The lights inside the venue were taken down low, they flickered and played with the senses and offered a glimpse through the darkness of a band that just roared into action, they steamrollered through the ambient affection in which Jazz nights, soft musical expressions and the odd Progressive Rock song had lived happily for years without being disturbed. Memory is everything and yet Olivia Hyde’s amazing voice threatened and demolished the comfortable feel that had been carefully, quite rightly, preserved and offered an insight into a world in which those memories that lingered openly inside Studio 2 never thought they would witness.
This wasn’t just a band perfected in the art of gusto, they took the word and placed it on the biggest Catherine Wheel and span it so fast that it will still be hurtling and fizzing away sometime in September 2017. For Olivia Hyde, Nikki Kentinen, Stephen Kilpatrick and Valerian Adore this was special, for the audience this was a rampaging, if genial, vocal monster, a beast of a group that just got inside the heads of every patron of Studio 2 and took them on a trip to Heaven and back.
Amongst the songs performed by the band were the opener Awake, the superb Define Me, Hollow, Monstrous Child and Where Does It Hurt. The band also had the incredible humility and time to highlight and talk about the Sophie Lancaster charity in which they recorded the haunting and beautiful song Invincible Girl. In a world that sometimes forgets exactly why music exists, to bring people together and not to tear them apart from society, this was a huge and wonderful statement to make.

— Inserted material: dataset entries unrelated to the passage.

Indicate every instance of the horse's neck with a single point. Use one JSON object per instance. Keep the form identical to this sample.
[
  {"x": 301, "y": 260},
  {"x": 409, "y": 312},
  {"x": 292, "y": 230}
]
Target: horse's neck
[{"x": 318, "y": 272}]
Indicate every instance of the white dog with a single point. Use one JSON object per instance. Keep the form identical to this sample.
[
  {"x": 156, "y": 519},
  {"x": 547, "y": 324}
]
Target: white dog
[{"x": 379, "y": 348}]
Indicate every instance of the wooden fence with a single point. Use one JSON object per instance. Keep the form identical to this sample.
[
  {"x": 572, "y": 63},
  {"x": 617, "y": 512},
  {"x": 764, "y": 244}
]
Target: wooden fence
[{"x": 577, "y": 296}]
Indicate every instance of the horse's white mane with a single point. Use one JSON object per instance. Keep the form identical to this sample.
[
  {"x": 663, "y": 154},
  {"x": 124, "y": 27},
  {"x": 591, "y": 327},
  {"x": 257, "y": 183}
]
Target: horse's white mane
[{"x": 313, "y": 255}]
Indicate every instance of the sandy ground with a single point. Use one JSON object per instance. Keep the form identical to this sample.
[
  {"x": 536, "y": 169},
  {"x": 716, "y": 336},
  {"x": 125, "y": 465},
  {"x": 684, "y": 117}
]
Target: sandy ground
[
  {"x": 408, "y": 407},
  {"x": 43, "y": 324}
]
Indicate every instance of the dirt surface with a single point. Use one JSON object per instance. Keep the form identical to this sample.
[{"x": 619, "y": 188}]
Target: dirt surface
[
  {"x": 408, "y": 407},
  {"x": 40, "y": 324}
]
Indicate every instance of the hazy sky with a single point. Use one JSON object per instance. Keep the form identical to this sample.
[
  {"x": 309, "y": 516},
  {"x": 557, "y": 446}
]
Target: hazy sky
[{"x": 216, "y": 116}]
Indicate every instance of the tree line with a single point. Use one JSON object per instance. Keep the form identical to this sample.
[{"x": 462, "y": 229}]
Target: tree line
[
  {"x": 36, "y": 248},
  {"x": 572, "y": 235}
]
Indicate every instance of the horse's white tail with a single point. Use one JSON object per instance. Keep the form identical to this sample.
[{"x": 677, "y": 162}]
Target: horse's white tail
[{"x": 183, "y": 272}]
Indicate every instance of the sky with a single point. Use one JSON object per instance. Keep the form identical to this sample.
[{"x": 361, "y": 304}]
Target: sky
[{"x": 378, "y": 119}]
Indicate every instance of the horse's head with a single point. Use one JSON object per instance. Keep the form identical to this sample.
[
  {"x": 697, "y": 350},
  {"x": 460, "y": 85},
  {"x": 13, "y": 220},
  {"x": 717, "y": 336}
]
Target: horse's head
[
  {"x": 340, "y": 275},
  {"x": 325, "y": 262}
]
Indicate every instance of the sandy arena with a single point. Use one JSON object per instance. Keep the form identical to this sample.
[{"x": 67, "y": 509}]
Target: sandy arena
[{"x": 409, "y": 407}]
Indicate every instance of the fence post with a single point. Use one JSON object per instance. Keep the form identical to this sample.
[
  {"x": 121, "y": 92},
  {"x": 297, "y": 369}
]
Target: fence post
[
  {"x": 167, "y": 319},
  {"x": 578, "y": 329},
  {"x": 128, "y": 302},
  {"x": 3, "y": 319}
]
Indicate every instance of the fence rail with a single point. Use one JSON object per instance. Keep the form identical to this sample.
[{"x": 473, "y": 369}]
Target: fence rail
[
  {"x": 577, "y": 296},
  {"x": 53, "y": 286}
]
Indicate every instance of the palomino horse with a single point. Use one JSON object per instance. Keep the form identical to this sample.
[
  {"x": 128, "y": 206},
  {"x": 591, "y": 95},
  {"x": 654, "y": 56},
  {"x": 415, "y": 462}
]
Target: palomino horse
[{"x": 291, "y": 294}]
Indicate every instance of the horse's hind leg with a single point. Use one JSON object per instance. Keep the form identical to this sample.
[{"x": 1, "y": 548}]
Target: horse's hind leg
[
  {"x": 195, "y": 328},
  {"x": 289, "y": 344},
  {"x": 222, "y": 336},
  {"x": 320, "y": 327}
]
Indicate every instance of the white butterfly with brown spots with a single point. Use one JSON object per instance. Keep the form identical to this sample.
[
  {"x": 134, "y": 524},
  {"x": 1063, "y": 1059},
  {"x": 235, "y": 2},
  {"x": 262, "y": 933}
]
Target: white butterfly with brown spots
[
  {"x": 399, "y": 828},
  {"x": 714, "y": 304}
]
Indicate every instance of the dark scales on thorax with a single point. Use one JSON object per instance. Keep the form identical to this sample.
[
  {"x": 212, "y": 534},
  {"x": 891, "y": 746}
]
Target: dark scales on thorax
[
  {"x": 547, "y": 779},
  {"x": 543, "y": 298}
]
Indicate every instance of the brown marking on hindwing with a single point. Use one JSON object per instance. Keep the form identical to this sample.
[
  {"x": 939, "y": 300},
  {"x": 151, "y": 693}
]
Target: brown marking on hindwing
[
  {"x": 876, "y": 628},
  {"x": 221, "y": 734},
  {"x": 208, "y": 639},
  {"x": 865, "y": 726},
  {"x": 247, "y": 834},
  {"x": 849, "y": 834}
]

To hear the passion of Olivia Hyde’s voice hit every single fibre of the Studio 2 room and seep into its past, present and future was a thrill that might never be repeated but it surely would be fun to observe should Bad Pollyanna decide to come back to the venue again, the way the foundation shook, the genre may well have found a new home in a city that never truly got the way Metal infiltrates the heart.